In a recent public forum sponsored by the Institute for Hispanic Culture, painter Leonicio Saenz called the building a "fortress" and a "symbol of power." Porfirio Garcia, a professor of architecture at the Catholic Central American University here, termed the design "an example of exaggerated monumentalism."
Gloria Garcia, an art professor at the same university, complained that the design "is in bad taste and of doubtful aesthetic quality." She claimed that the structure "doesn't correspond to the Christian mysticism of our people, nor of Hispanoamerica."
The cathedral's roof line, made up of 63 small domes with a large, rectangular tower to one side, became the target of satire. The weekly Semana Comica lampooned the structure, contending that it offended fundamentalist evangelicals because it resembled certain parts of the male and female anatomy.
The Rev. Bismark Carballo, Obando's public relations representative, said the rash of criticism is based only on the architect's sketches. He encouraged critics to wait for the result, especially the interior of the structure, before passing judgment.
The controversy concerns not just the building's design, but also the selection of the architect.
Several Nicaraguan architects have expressed dismay that the building was designed by Mexican architect Ricardo Legorreta. They claim the process ignored the talent and shortage of work among Nicaraguan architects. "Our architects were ignored and discriminated against by not being taken into consideration for the project," wrote Mario Borge in La Prensa.
Rothschuh termed the cathedral's design "cultural filibusterism," with "elements foreign to our cultural identity." He claimed that the Mexican architect's design "would never have been accepted by Mexican nationalists."
Obando's auxiliary, Bishop Leopoldo Brenes, defended the choice of architect, who was reportedly selected by Monaghan. "You don't inspect the teeth of a gift horse," he told the opposition weekly El Semanario.
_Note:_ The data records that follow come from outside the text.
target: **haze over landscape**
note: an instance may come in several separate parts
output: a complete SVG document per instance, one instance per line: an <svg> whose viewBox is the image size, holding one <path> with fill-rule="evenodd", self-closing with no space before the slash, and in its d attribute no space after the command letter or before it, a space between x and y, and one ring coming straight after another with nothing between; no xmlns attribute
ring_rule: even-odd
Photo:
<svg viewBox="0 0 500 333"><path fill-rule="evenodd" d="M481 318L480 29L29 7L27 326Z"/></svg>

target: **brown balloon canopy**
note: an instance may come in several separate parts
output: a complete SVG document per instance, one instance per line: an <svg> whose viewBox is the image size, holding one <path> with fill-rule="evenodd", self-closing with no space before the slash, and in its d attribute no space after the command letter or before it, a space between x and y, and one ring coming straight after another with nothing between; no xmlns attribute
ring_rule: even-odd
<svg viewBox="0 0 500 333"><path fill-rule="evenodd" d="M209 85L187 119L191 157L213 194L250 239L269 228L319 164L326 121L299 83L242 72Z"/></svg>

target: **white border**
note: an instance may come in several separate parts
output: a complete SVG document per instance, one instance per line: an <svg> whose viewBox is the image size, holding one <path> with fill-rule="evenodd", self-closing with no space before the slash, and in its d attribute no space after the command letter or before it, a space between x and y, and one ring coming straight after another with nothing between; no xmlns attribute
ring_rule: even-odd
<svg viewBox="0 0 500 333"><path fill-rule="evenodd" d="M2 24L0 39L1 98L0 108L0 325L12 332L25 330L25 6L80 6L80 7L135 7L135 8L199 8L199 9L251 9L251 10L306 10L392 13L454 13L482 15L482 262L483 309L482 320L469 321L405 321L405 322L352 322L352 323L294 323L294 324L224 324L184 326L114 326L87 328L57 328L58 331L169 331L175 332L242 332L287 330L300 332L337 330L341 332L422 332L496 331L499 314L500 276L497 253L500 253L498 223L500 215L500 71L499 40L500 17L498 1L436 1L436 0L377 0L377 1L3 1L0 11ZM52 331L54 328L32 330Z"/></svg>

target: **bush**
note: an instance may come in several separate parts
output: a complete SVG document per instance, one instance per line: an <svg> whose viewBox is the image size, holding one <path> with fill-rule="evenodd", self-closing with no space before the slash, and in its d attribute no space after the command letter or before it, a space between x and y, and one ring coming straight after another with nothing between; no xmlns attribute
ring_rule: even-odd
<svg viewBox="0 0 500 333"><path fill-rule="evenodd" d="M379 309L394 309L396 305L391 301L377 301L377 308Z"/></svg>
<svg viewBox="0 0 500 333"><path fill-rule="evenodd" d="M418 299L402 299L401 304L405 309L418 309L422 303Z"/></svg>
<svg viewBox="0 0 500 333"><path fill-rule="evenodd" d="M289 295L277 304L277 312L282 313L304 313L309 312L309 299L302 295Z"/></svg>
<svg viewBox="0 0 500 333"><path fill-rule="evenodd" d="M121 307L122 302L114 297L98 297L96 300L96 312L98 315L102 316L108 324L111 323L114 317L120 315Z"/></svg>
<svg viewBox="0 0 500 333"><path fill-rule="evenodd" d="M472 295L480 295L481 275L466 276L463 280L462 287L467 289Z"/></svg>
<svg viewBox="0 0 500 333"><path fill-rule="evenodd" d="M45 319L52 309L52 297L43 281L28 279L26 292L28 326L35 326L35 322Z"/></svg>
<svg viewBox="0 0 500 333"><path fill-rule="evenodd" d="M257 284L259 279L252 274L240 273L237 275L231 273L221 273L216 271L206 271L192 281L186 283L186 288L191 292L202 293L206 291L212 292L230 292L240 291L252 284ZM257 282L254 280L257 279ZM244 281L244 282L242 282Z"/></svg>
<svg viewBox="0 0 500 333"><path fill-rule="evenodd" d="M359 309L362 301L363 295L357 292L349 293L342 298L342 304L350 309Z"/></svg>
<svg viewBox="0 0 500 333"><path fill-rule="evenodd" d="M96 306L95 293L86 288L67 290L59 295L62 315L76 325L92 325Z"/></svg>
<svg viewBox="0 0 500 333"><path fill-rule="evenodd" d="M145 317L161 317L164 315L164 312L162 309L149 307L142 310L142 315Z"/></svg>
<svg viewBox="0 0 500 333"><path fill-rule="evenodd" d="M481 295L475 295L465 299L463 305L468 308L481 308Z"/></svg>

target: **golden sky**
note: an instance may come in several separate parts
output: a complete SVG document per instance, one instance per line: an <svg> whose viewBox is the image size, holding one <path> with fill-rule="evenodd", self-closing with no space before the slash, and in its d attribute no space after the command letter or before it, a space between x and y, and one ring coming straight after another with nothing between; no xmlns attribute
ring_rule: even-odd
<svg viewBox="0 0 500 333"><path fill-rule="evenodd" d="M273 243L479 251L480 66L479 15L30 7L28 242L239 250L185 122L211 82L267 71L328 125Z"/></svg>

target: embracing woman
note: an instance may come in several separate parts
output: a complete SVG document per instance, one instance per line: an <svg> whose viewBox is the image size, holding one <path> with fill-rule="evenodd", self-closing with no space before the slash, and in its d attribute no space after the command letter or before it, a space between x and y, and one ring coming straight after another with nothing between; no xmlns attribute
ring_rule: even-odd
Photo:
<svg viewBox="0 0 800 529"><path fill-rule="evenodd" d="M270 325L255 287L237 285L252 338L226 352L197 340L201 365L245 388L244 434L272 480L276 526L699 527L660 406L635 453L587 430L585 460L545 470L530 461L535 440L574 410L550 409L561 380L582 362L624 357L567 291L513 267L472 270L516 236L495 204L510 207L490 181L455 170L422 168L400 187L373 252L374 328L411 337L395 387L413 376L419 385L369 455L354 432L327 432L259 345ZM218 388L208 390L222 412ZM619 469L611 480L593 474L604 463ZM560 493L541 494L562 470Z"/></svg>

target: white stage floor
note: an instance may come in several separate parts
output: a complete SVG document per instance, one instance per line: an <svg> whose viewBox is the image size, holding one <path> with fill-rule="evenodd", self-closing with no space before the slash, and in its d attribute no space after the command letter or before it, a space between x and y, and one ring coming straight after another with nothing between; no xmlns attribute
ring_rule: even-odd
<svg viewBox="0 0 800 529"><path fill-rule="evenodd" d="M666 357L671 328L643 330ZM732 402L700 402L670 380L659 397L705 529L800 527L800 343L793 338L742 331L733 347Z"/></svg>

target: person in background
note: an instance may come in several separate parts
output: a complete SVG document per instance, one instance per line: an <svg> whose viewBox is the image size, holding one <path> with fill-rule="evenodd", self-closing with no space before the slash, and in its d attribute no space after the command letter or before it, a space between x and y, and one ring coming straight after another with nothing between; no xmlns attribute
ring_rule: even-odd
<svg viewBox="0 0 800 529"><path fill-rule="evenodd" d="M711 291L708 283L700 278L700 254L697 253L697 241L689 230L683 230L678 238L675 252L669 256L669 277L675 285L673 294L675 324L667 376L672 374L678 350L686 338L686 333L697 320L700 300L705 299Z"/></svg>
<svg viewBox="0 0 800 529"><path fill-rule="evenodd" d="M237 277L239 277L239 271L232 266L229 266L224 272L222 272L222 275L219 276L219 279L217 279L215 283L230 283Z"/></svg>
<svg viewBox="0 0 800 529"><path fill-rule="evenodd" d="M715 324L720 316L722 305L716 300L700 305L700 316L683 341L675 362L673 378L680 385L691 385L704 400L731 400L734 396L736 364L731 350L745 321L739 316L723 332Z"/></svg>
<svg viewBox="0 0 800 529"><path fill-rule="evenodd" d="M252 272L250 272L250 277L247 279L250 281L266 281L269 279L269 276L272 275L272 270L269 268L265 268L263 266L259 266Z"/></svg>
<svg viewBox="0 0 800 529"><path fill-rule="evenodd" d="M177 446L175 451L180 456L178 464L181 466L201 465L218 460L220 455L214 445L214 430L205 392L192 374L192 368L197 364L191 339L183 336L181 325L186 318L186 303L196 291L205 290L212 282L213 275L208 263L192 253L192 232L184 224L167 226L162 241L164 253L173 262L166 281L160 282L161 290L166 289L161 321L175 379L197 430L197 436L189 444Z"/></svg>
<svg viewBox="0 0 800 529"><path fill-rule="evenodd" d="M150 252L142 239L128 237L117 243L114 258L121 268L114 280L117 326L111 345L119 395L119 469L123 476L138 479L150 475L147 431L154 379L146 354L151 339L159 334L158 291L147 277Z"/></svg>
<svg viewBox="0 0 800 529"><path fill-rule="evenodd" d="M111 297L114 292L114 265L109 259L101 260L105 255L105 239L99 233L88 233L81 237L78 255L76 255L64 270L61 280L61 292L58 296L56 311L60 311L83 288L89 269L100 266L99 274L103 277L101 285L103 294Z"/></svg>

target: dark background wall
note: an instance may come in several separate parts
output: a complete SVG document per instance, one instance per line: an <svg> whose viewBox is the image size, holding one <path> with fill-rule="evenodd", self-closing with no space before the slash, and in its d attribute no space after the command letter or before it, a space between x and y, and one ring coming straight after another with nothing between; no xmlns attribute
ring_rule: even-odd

Managua's mayor, Arnoldo Aleman, a member of the cathedral's fund-raising committee, agreed, saying it does not matter whether citizens like the mosque-like cathedral. "The decisions are made by those who pay the bills," he said.
A group of poor residents threatened with eviction has also criticized the project. Sixteen families, who live along the eastern edge of the cathedral site, claim that city officials have warned them to move or be removed by force. They point out that Aleman sent bulldozers to destroy several dozen houses in the center of the city during February; they fear the same fate awaits them.
The new cathedral has drawn fire for its high cost at a time when Nicaragua is experiencing an economic crisis. According to United Nations figures, 54.5% of Managua's 1.3 million people live in crowded conditions without access to such services as health care, education, potable water and electricity. Half of the city's economically active population is unemployed and poor neighborhoods are bracing for the outbreak of cholera predicted by health officials.
"Why are we building a new cathedral instead of latrines and potable water systems?" asked Miranda.
The cardinal has stayed out of the commotion. He continues celebrating Mass every Sunday at a small church in Las Sierritas, an exclusive neighborhood in the hills south of Managua.